Cultivated Tomato (Solanum lycopersicum L.) Suffered a Severe Cytoplasmic Bottleneck during Domestication: Implications from Chloroplast Genomes

Abstract

In various crops, genetic bottlenecks occurring through domestication can limit crop resilience to biotic and abiotic stresses. In the present study, we investigated nucleotide diversity in tomato chloroplast genome through sequencing seven plastomes of cultivated accessions from the Campania region (Southern Italy) and two wild species among the closest (Solanum pimpinellifolium) and most distantly related (S. neorickii) species to cultivated tomatoes. Comparative analyses among the chloroplast genomes sequenced in this work and those available in GenBank allowed evaluating the variability of plastomes and defining phylogenetic relationships. A dramatic reduction in genetic diversity was detected in cultivated tomatoes, nonetheless, a few de novo mutations, which still differentiated the cultivated tomatoes from the closest wild relative S. pimpinellifolium, were detected and are potentially utilizable as diagnostic markers.

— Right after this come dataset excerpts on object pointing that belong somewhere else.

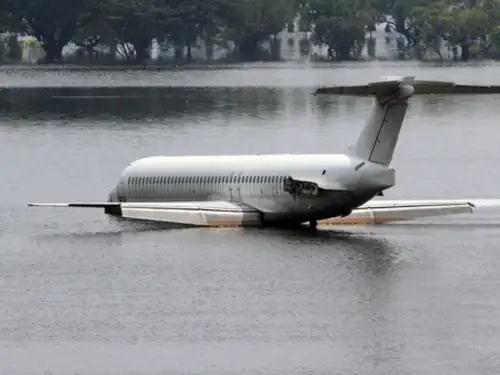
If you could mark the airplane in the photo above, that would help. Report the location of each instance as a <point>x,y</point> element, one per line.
<point>288,189</point>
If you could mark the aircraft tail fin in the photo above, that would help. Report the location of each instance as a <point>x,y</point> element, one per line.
<point>378,139</point>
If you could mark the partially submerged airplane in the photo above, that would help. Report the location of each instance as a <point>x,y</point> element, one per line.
<point>286,189</point>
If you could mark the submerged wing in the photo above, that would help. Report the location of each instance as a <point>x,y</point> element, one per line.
<point>209,213</point>
<point>386,211</point>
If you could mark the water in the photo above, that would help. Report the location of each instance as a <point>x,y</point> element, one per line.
<point>83,293</point>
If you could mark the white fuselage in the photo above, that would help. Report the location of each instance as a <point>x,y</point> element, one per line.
<point>272,184</point>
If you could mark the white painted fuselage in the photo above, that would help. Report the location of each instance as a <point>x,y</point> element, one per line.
<point>283,187</point>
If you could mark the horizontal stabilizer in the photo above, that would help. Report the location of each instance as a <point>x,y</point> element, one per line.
<point>390,84</point>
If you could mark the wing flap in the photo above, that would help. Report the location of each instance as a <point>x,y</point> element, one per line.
<point>77,204</point>
<point>386,211</point>
<point>206,214</point>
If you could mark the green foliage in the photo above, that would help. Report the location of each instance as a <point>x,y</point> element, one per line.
<point>339,24</point>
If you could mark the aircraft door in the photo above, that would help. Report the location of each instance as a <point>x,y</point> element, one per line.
<point>121,191</point>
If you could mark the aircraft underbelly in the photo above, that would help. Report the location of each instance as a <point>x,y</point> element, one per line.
<point>274,204</point>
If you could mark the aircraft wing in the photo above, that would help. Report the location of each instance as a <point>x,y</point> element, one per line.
<point>206,213</point>
<point>386,211</point>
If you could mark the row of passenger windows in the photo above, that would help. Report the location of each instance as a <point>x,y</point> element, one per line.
<point>166,180</point>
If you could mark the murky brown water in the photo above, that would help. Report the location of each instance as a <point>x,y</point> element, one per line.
<point>82,293</point>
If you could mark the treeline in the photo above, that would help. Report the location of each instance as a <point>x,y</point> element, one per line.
<point>246,24</point>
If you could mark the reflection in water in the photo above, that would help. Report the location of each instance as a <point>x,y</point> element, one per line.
<point>373,255</point>
<point>172,102</point>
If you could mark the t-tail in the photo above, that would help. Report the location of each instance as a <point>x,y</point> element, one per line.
<point>378,139</point>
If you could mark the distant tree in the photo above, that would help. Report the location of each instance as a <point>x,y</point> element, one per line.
<point>340,24</point>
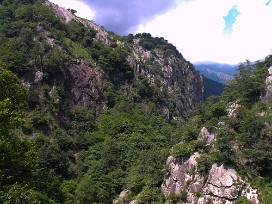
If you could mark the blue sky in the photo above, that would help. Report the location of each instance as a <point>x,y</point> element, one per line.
<point>227,31</point>
<point>230,19</point>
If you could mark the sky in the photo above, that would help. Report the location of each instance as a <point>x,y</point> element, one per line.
<point>225,31</point>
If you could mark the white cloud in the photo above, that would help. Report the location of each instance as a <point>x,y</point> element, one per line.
<point>197,29</point>
<point>83,10</point>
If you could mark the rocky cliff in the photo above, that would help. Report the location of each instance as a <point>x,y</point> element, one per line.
<point>171,82</point>
<point>221,185</point>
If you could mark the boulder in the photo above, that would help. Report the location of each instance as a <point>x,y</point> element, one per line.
<point>223,183</point>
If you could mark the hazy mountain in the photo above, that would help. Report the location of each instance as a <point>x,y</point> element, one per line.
<point>216,71</point>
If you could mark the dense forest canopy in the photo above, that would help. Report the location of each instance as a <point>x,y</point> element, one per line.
<point>53,151</point>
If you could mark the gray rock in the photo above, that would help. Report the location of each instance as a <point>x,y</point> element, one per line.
<point>223,183</point>
<point>205,135</point>
<point>183,174</point>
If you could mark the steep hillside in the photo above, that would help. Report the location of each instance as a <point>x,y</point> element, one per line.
<point>224,155</point>
<point>212,88</point>
<point>84,113</point>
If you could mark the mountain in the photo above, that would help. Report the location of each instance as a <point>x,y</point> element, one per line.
<point>87,116</point>
<point>218,72</point>
<point>85,113</point>
<point>212,88</point>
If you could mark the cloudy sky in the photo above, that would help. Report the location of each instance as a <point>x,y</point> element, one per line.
<point>226,31</point>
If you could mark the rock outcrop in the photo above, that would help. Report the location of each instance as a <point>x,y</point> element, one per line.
<point>267,97</point>
<point>183,175</point>
<point>222,185</point>
<point>206,136</point>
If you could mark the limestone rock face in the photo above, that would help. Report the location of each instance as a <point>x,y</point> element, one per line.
<point>233,109</point>
<point>205,135</point>
<point>222,186</point>
<point>223,183</point>
<point>183,175</point>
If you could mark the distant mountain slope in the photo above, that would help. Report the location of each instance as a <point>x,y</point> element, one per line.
<point>216,71</point>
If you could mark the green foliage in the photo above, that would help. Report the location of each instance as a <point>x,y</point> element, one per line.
<point>248,84</point>
<point>186,149</point>
<point>265,186</point>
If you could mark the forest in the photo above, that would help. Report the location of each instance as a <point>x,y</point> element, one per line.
<point>56,150</point>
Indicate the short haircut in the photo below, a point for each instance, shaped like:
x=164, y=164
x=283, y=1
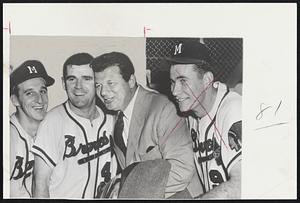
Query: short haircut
x=121, y=60
x=77, y=59
x=15, y=91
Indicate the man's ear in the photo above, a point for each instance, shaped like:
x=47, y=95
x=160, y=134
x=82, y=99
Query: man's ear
x=63, y=83
x=132, y=81
x=14, y=99
x=208, y=78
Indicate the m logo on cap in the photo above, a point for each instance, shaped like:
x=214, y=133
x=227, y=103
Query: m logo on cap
x=178, y=49
x=32, y=69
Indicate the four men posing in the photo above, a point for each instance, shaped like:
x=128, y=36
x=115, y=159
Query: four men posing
x=79, y=146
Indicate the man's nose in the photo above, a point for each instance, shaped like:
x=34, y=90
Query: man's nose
x=78, y=84
x=176, y=89
x=104, y=90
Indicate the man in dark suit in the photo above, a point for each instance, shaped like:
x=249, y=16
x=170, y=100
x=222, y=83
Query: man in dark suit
x=146, y=126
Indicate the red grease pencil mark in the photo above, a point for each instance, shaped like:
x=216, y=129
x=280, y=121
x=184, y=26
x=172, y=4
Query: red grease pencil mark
x=197, y=99
x=145, y=30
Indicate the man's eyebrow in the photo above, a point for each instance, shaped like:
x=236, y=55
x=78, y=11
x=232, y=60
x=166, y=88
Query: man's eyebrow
x=181, y=77
x=28, y=90
x=70, y=76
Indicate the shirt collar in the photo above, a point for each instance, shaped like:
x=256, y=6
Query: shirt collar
x=128, y=110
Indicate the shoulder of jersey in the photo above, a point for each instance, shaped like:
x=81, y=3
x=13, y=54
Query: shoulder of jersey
x=55, y=114
x=231, y=104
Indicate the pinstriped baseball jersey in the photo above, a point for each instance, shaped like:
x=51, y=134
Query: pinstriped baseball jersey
x=21, y=160
x=217, y=138
x=78, y=150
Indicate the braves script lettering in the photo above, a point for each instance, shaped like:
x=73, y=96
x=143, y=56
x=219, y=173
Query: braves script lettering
x=71, y=150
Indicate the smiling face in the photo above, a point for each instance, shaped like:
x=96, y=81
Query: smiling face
x=187, y=86
x=32, y=99
x=112, y=89
x=80, y=86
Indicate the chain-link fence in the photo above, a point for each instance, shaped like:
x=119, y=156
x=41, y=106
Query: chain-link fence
x=226, y=55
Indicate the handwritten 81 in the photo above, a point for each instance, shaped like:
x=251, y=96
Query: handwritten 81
x=263, y=109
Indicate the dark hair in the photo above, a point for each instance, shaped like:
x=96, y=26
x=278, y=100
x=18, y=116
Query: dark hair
x=15, y=91
x=77, y=59
x=104, y=61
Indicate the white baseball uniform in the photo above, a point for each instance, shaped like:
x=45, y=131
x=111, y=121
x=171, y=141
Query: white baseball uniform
x=217, y=138
x=21, y=160
x=78, y=150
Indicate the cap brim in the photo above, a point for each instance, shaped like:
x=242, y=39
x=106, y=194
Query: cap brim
x=183, y=60
x=49, y=80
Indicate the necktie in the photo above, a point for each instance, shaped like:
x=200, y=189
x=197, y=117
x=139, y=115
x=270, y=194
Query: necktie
x=118, y=131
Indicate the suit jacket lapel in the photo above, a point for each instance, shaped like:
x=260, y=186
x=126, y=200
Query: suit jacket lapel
x=136, y=124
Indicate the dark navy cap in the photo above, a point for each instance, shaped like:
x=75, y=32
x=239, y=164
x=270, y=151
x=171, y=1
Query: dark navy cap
x=28, y=70
x=189, y=52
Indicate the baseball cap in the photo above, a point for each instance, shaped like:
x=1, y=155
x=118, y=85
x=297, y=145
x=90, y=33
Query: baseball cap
x=28, y=70
x=189, y=52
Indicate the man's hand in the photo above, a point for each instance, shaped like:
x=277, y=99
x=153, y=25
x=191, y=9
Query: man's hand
x=230, y=189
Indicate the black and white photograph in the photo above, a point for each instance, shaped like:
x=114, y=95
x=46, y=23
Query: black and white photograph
x=113, y=116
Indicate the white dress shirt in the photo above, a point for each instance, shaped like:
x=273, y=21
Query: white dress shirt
x=127, y=117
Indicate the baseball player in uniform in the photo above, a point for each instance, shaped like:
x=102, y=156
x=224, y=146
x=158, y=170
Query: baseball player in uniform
x=72, y=149
x=28, y=92
x=213, y=117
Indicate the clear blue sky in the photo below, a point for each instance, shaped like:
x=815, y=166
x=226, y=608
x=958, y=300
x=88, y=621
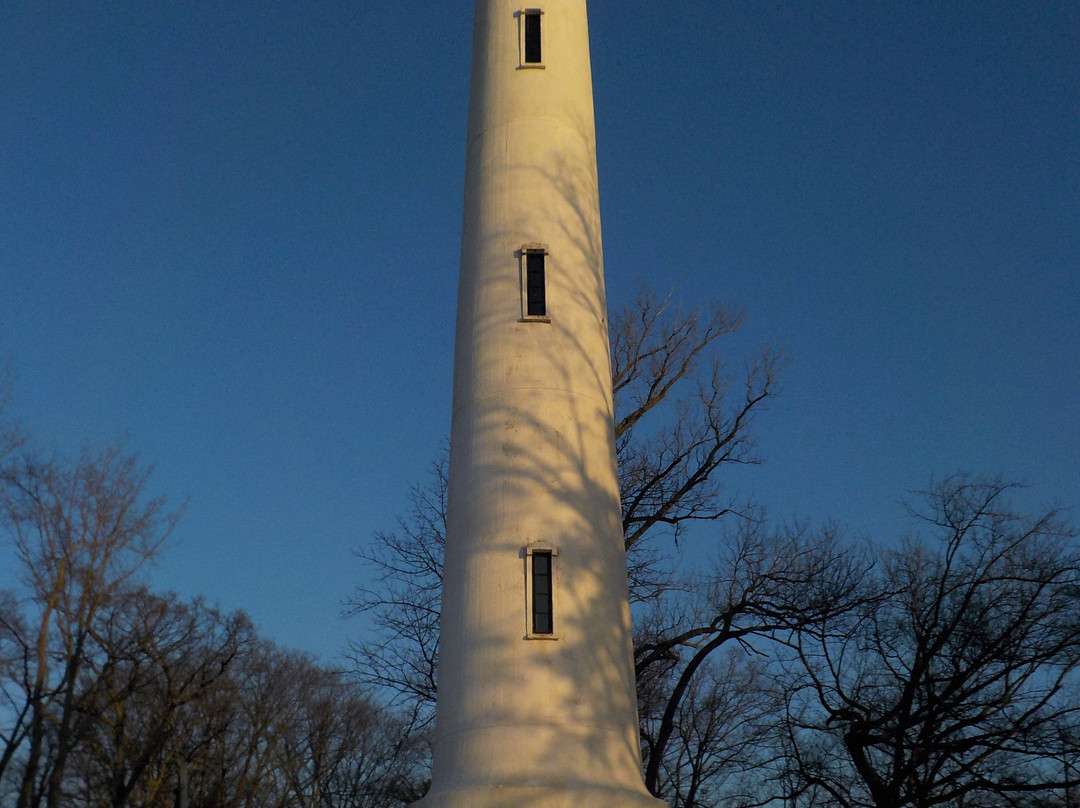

Phylogenetic analyses confirmed that S. pimpinellifolium is the closest ancestor of all cultivated tomatoes. Local accessions all clustered together and were strictly related with other cultivated tomatoes (S. lycopersicum group). Noteworthy, S. lycopersicum var. cerasiforme resulted in a mixture of both cultivated and wild tomato genotypes since one of the two analyzed accessions clustered with cultivated tomato, whereas the other with S. pimpinellifolium. Overall, our results revealed a very reduced cytoplasmic variability in cultivated tomatoes and suggest the occurrence of a cytoplasmic bottleneck during their domestication.